Dafip juga mengungkapkan bahwa seleksi peserta dilakukan secara ketat sejak tahap awal. Dari sekitar 600 pendaftar, hanya 299 orang yang dinyatakan lolos administrasi dan seleksi fisik dasar.
“Seleksi ketat ini penting agar pembiayaan benar-benar tepat sasaran. Syarat dasar harus terpenuhi supaya peluang lolos ke tahap berikutnya semakin besar,” tegasnya.
Sementara itu, Kepala Dispora Kukar Aji Ali Husni menyoroti peran penting keluarga dalam keberhasilan peserta selama mengikuti Binlat.
“Dukungan orang tua dan keluarga sangat menentukan. Semangat anak-anak perlu ditopang dari rumah, agar mereka bisa fokus dan konsisten selama pelatihan,” ujarnya.
Ia menyebutkan, pada tahun ini sekitar 239 peserta mengikuti Binlat dan berasal dari sekitar 80 persen kecamatan di Kukar, termasuk wilayah-wilayah terpencil. Tingginya minat masyarakat bahkan membuat pendaftaran ditutup lebih cepat dari jadwal.
“Ini menandakan informasi program sudah menjangkau masyarakat luas.

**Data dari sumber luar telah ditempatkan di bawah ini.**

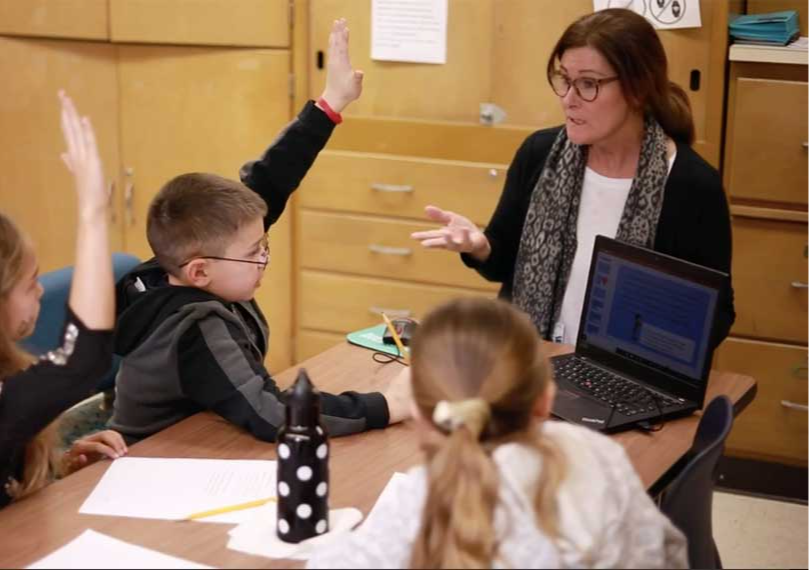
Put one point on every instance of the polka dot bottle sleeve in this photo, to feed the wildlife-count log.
(303, 466)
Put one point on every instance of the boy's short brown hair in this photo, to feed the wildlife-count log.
(198, 214)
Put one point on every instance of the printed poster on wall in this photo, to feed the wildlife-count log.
(412, 31)
(663, 14)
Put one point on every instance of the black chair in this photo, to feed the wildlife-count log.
(688, 500)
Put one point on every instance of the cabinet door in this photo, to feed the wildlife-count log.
(36, 189)
(776, 425)
(205, 109)
(770, 279)
(451, 92)
(79, 19)
(262, 23)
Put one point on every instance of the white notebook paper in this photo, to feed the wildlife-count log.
(95, 550)
(173, 489)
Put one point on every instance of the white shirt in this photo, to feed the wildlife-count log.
(600, 210)
(606, 518)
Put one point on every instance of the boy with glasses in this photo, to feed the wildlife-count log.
(191, 335)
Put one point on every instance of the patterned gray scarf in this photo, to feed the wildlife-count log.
(548, 243)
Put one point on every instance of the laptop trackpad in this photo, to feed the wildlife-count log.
(580, 409)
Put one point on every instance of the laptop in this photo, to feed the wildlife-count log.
(644, 351)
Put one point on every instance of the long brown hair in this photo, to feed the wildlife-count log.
(632, 47)
(486, 355)
(41, 457)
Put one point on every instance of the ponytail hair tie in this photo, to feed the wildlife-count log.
(474, 414)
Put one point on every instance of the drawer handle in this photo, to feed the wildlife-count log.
(793, 406)
(390, 312)
(392, 188)
(387, 250)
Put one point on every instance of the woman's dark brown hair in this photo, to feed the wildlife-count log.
(632, 47)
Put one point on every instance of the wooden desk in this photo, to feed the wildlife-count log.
(361, 466)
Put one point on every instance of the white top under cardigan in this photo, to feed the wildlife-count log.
(602, 204)
(606, 518)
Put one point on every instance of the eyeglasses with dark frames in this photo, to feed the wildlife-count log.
(586, 87)
(264, 254)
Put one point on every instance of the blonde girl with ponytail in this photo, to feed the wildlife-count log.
(33, 392)
(503, 486)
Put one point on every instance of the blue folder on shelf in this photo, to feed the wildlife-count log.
(372, 338)
(773, 28)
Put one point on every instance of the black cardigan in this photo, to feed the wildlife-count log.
(32, 399)
(694, 221)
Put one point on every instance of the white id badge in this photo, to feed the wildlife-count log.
(558, 332)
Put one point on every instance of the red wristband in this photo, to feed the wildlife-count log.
(335, 117)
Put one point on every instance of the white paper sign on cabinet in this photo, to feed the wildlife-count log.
(412, 31)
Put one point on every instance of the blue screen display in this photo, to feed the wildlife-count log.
(652, 317)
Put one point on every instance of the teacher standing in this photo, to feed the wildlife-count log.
(621, 166)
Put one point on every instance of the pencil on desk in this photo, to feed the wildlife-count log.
(230, 509)
(396, 339)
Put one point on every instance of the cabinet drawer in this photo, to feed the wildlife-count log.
(398, 186)
(776, 424)
(770, 144)
(260, 23)
(770, 271)
(79, 19)
(379, 247)
(341, 304)
(312, 343)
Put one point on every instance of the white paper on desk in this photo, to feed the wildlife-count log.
(389, 494)
(409, 30)
(173, 489)
(663, 14)
(95, 550)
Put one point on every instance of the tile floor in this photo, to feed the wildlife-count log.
(752, 532)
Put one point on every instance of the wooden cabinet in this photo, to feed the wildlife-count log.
(776, 425)
(159, 111)
(766, 173)
(264, 23)
(36, 189)
(497, 51)
(78, 19)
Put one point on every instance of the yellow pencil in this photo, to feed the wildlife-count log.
(397, 340)
(230, 509)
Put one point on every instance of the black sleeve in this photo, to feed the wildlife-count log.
(279, 171)
(504, 230)
(32, 399)
(220, 371)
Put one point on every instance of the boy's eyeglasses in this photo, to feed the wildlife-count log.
(586, 87)
(264, 257)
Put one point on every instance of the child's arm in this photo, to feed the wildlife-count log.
(220, 371)
(284, 164)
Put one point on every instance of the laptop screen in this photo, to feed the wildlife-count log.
(648, 315)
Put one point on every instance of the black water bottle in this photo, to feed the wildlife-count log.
(303, 466)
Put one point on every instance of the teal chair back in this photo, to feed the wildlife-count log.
(49, 326)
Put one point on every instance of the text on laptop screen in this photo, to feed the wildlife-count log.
(649, 316)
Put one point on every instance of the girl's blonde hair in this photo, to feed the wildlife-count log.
(481, 359)
(42, 461)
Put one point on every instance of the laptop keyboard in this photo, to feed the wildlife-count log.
(627, 397)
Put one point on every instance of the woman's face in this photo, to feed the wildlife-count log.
(593, 122)
(21, 307)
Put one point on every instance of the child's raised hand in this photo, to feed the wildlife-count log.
(83, 161)
(343, 83)
(93, 447)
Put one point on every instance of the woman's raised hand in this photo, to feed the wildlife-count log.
(458, 234)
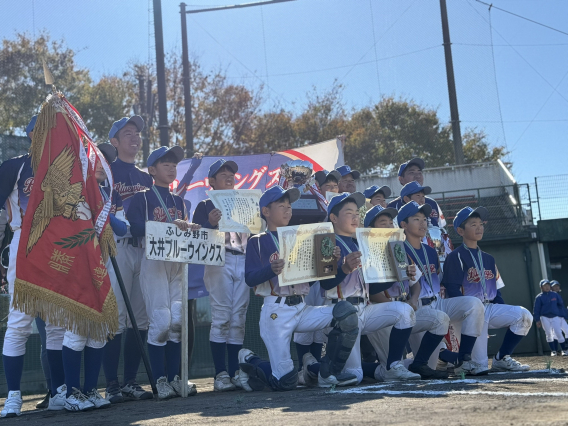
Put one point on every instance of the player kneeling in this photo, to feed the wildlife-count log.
(161, 281)
(468, 271)
(285, 312)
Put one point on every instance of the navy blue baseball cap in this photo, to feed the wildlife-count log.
(322, 176)
(108, 151)
(30, 126)
(467, 212)
(277, 192)
(355, 197)
(163, 150)
(345, 170)
(372, 190)
(410, 209)
(412, 188)
(376, 211)
(117, 125)
(416, 161)
(214, 168)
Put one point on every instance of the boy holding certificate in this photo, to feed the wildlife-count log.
(433, 322)
(467, 311)
(284, 312)
(161, 280)
(228, 294)
(350, 286)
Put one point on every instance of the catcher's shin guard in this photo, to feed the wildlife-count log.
(341, 339)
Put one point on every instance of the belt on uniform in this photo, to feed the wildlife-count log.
(428, 300)
(234, 252)
(352, 300)
(290, 300)
(132, 241)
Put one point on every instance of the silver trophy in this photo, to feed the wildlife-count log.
(296, 173)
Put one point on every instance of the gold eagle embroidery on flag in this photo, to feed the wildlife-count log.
(61, 197)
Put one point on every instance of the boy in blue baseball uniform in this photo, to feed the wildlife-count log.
(433, 322)
(229, 295)
(73, 344)
(466, 312)
(124, 135)
(350, 286)
(284, 312)
(377, 195)
(161, 281)
(563, 324)
(16, 182)
(548, 312)
(470, 272)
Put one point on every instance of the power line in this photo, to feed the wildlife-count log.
(522, 17)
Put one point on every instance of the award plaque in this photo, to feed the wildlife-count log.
(398, 257)
(326, 263)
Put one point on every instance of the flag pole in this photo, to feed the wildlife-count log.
(135, 326)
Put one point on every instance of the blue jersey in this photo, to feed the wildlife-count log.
(16, 182)
(461, 277)
(262, 251)
(128, 180)
(548, 305)
(431, 262)
(436, 217)
(145, 205)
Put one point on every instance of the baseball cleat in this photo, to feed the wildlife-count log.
(12, 405)
(256, 378)
(341, 379)
(508, 364)
(113, 393)
(135, 392)
(77, 401)
(309, 378)
(398, 373)
(222, 382)
(165, 390)
(97, 399)
(44, 403)
(57, 401)
(470, 368)
(427, 373)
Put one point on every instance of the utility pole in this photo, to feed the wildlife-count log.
(186, 85)
(455, 116)
(185, 61)
(161, 75)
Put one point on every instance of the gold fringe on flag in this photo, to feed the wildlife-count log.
(61, 311)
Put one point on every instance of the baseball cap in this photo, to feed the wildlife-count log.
(214, 168)
(416, 161)
(117, 125)
(30, 126)
(412, 188)
(277, 192)
(322, 176)
(163, 150)
(372, 190)
(108, 151)
(345, 170)
(376, 211)
(410, 209)
(467, 212)
(355, 197)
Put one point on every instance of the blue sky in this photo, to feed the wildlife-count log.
(373, 47)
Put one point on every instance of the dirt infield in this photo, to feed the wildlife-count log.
(537, 397)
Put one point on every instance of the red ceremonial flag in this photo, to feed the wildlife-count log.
(66, 235)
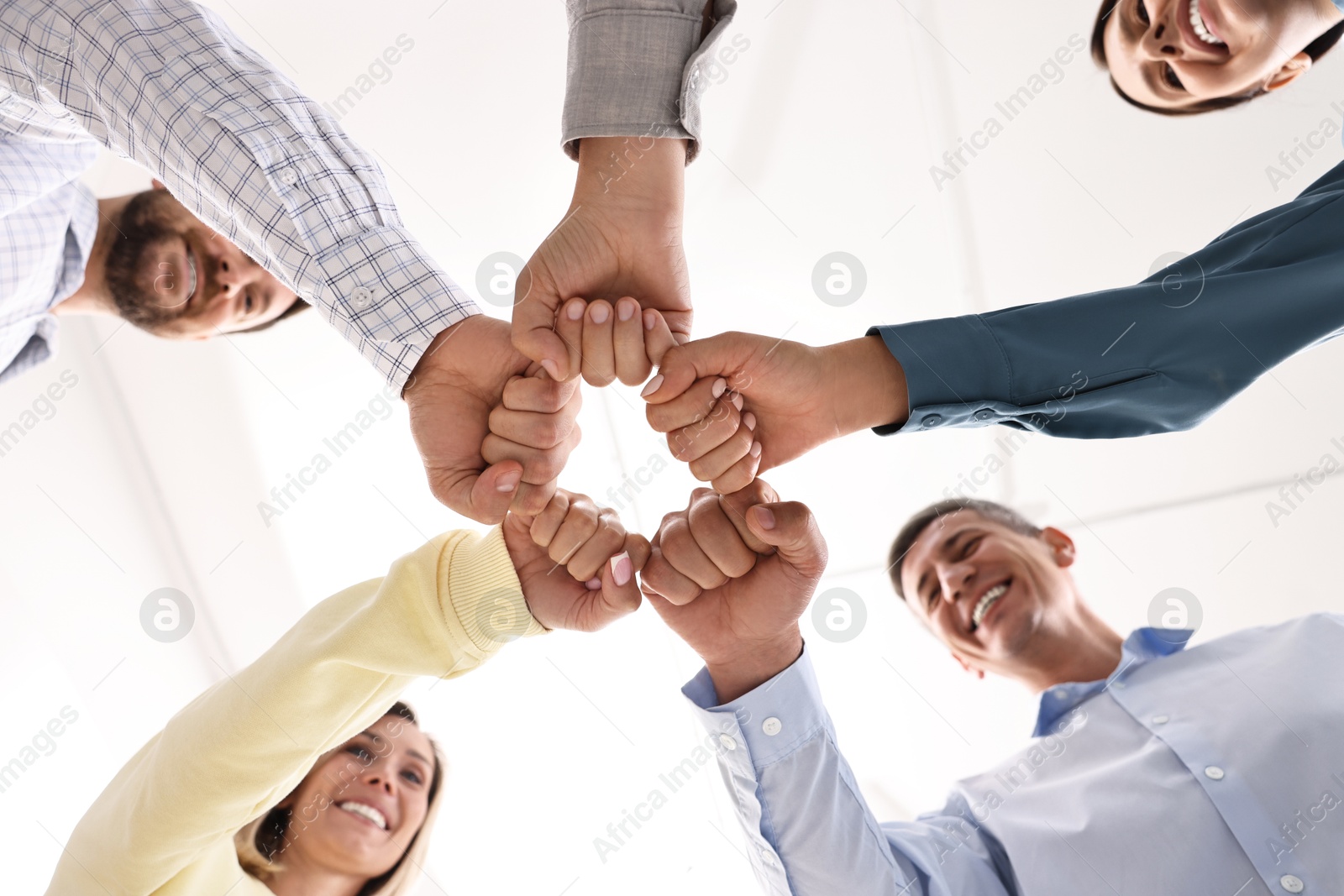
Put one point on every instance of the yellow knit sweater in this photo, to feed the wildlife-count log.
(165, 824)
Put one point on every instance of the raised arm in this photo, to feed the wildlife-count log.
(244, 745)
(632, 120)
(1158, 356)
(732, 575)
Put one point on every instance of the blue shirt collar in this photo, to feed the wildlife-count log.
(1140, 647)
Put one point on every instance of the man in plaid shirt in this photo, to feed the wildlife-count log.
(265, 201)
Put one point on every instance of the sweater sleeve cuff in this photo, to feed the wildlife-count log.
(481, 593)
(956, 374)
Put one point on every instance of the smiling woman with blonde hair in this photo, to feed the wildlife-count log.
(302, 773)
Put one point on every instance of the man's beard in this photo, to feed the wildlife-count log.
(145, 221)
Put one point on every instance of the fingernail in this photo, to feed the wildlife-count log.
(622, 567)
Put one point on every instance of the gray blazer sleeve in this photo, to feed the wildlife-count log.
(636, 67)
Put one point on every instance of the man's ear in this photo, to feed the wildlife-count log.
(1292, 70)
(1061, 546)
(979, 673)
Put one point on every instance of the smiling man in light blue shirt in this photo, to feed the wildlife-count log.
(1153, 770)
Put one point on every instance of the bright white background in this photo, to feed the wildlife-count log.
(819, 139)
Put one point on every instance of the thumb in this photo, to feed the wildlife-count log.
(682, 365)
(793, 532)
(483, 497)
(534, 324)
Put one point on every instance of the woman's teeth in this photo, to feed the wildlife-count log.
(987, 600)
(366, 812)
(1200, 29)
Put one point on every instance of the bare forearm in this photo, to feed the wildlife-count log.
(869, 385)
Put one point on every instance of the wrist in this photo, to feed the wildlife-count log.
(642, 175)
(867, 385)
(749, 667)
(432, 359)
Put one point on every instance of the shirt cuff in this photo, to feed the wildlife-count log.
(770, 721)
(956, 371)
(486, 595)
(638, 73)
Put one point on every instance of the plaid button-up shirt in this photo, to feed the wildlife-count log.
(167, 83)
(47, 224)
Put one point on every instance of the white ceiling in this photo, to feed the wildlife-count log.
(820, 139)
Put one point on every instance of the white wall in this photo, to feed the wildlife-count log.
(819, 139)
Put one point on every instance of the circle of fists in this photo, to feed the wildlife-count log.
(737, 567)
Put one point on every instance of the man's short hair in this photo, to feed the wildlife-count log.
(916, 526)
(1314, 50)
(300, 305)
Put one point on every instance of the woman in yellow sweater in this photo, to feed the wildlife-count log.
(302, 774)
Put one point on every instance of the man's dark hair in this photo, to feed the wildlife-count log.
(1315, 50)
(300, 305)
(916, 526)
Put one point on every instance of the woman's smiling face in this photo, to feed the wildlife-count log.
(1173, 54)
(360, 809)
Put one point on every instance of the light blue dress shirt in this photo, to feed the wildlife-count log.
(1216, 770)
(47, 226)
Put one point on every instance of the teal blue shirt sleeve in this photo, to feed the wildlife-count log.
(1159, 356)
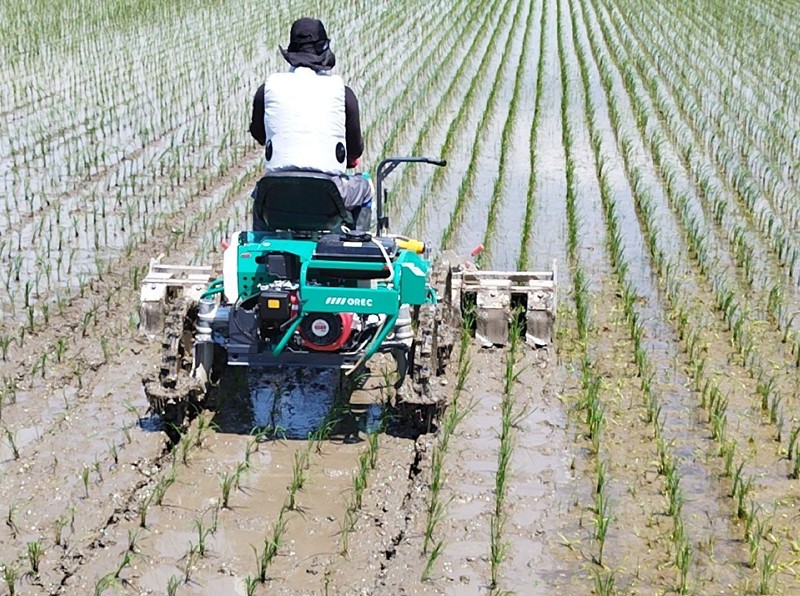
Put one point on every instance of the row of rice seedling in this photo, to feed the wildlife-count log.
(717, 403)
(430, 108)
(435, 508)
(500, 183)
(756, 356)
(391, 118)
(746, 186)
(466, 191)
(466, 100)
(522, 260)
(740, 184)
(586, 284)
(668, 467)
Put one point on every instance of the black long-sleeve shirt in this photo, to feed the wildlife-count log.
(352, 124)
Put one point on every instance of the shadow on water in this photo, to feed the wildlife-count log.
(296, 403)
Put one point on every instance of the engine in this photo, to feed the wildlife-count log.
(279, 303)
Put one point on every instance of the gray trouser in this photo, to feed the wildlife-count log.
(357, 193)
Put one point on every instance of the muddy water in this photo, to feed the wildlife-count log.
(489, 150)
(516, 184)
(548, 237)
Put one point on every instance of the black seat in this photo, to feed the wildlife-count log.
(300, 201)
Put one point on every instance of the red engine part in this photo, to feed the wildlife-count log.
(326, 332)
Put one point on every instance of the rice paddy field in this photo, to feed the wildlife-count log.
(652, 149)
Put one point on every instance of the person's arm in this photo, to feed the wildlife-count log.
(352, 128)
(257, 119)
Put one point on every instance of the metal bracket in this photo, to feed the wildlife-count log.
(497, 293)
(162, 284)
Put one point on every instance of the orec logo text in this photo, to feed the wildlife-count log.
(342, 301)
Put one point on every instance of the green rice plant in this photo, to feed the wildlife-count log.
(105, 583)
(604, 583)
(794, 474)
(172, 585)
(142, 508)
(360, 479)
(298, 480)
(10, 576)
(11, 519)
(498, 548)
(346, 525)
(603, 518)
(58, 531)
(12, 442)
(204, 425)
(35, 552)
(728, 451)
(202, 535)
(226, 482)
(769, 567)
(372, 449)
(434, 555)
(190, 559)
(85, 480)
(163, 484)
(683, 556)
(250, 585)
(133, 540)
(272, 545)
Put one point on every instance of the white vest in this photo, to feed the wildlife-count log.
(304, 121)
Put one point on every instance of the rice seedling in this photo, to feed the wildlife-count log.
(142, 509)
(35, 551)
(10, 577)
(298, 480)
(202, 535)
(11, 437)
(498, 548)
(172, 585)
(272, 545)
(434, 555)
(226, 482)
(163, 484)
(767, 571)
(604, 583)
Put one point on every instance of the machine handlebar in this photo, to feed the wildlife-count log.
(385, 168)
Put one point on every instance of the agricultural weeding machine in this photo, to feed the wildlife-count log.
(314, 292)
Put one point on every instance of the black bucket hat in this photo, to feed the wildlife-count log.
(309, 46)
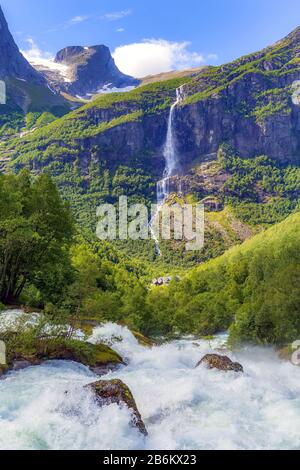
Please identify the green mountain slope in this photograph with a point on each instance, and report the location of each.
(114, 146)
(253, 288)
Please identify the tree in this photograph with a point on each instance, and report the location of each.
(36, 229)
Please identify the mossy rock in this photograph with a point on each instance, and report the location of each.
(107, 392)
(99, 358)
(286, 352)
(143, 340)
(223, 363)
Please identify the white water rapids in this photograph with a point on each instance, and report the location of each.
(183, 407)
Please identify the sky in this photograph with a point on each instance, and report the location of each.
(152, 36)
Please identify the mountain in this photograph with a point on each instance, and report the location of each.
(12, 62)
(84, 71)
(236, 130)
(27, 91)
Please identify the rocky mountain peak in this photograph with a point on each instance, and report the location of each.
(86, 70)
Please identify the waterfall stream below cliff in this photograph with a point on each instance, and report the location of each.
(172, 167)
(183, 407)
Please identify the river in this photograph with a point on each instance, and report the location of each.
(183, 407)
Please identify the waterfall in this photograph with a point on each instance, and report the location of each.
(170, 154)
(172, 166)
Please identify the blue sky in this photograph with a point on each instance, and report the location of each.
(162, 34)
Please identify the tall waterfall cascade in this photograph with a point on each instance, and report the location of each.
(170, 154)
(172, 166)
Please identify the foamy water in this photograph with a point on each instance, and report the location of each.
(183, 407)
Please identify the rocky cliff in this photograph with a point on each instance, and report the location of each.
(26, 88)
(86, 71)
(251, 104)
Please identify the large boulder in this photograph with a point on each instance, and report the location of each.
(223, 363)
(107, 392)
(98, 357)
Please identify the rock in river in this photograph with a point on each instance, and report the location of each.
(115, 391)
(215, 361)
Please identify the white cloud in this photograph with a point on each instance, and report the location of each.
(34, 53)
(153, 56)
(78, 19)
(116, 15)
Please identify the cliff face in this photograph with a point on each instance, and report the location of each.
(27, 90)
(252, 104)
(88, 69)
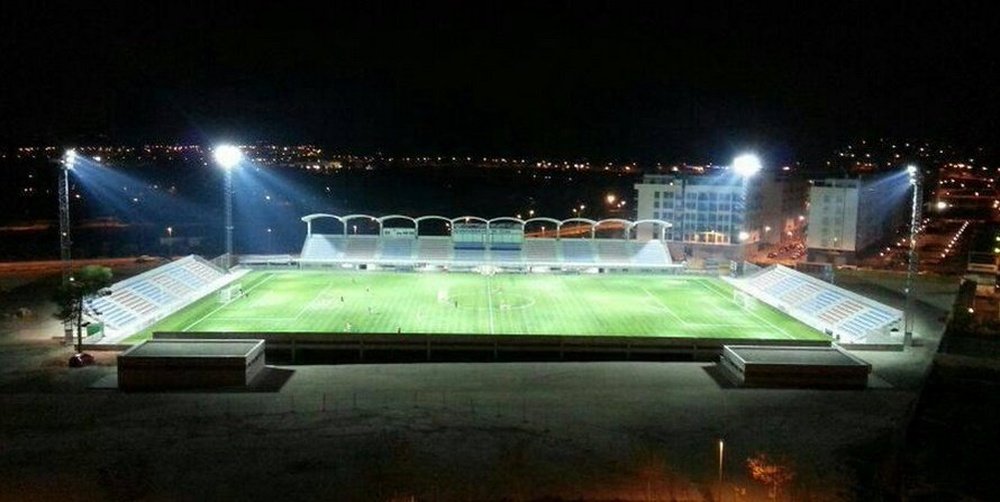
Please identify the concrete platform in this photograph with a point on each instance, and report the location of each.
(820, 367)
(190, 364)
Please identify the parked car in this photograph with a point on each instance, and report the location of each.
(80, 360)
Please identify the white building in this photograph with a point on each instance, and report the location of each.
(848, 216)
(706, 212)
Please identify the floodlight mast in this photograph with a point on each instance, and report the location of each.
(911, 269)
(65, 241)
(746, 165)
(228, 157)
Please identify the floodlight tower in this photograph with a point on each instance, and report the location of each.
(911, 269)
(65, 242)
(228, 157)
(746, 166)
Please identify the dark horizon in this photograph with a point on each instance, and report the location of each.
(561, 80)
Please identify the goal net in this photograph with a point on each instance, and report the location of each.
(230, 293)
(743, 299)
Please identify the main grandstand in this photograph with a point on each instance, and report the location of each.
(476, 241)
(487, 280)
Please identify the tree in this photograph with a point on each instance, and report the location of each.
(73, 297)
(774, 474)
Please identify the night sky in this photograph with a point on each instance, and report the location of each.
(600, 79)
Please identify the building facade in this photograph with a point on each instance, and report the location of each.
(707, 213)
(851, 215)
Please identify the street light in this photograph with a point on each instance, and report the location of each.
(722, 447)
(228, 157)
(65, 242)
(746, 166)
(911, 269)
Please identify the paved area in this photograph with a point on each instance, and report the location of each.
(514, 431)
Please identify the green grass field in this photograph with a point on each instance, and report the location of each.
(516, 304)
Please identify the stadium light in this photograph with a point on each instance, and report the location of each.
(65, 241)
(228, 157)
(911, 269)
(747, 165)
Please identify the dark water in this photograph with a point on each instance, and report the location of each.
(125, 210)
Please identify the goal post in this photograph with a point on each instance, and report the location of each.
(743, 299)
(230, 293)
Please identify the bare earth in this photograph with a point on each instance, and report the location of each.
(517, 431)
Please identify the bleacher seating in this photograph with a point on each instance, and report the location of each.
(649, 253)
(540, 250)
(397, 248)
(578, 251)
(614, 251)
(360, 248)
(321, 247)
(434, 248)
(147, 295)
(473, 255)
(808, 298)
(506, 255)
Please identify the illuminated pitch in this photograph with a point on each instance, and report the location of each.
(504, 303)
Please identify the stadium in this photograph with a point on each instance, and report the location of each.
(490, 287)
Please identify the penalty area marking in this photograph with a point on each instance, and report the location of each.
(224, 305)
(769, 323)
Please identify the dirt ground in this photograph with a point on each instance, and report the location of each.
(465, 431)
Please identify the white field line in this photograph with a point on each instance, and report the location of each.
(489, 300)
(224, 305)
(301, 311)
(769, 323)
(665, 308)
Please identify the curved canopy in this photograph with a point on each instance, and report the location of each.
(629, 224)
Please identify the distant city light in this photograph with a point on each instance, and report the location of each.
(227, 156)
(69, 158)
(746, 165)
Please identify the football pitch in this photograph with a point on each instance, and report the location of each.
(469, 303)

Antusiasmenya luar biasa,” ungkap Aji Ali.
Selama 10 hari pelaksanaan, peserta akan mengikuti berbagai tahapan pembinaan, mulai dari tes akademik, psikologi, hingga kesehatan. Seluruh rangkaian kegiatan dipastikan gratis dan difasilitasi penuh oleh pemerintah daerah.
“Tidak ada pungutan biaya. Bahkan peserta akan didampingi hingga tahapan seleksi di tingkat pusat. Kami ingin menghapus stigma bahwa masuk TNI, Polri, atau sekolah kedinasan itu mahal,” jelasnya.
Apresiasi terhadap program ini juga disampaikan Dandim 0906/Kutai Kartanegara Letkol Arm Benny Budiman. Ia menilai Binlat Bintang Pengabdian sebagai langkah luar biasa yang jarang ditemui di daerah lain.
“Pemerintah daerah tidak hanya menyiapkan pelatihan, tapi juga mengawal prosesnya sampai akhir, termasuk penyediaan tempat tinggal. Setahu saya, ini yang pertama di Indonesia,” ujarnya.
Menurut Benny, keberlanjutan program ini akan memberikan dampak jangka panjang bagi Kutai Kartanegara.
“Jika dimanfaatkan dengan baik, tingkat kelulusan akan meningkat, angka pengangguran menurun, dan pada akhirnya akan berkontribusi pada pembangunan daerah,” pungkasnya.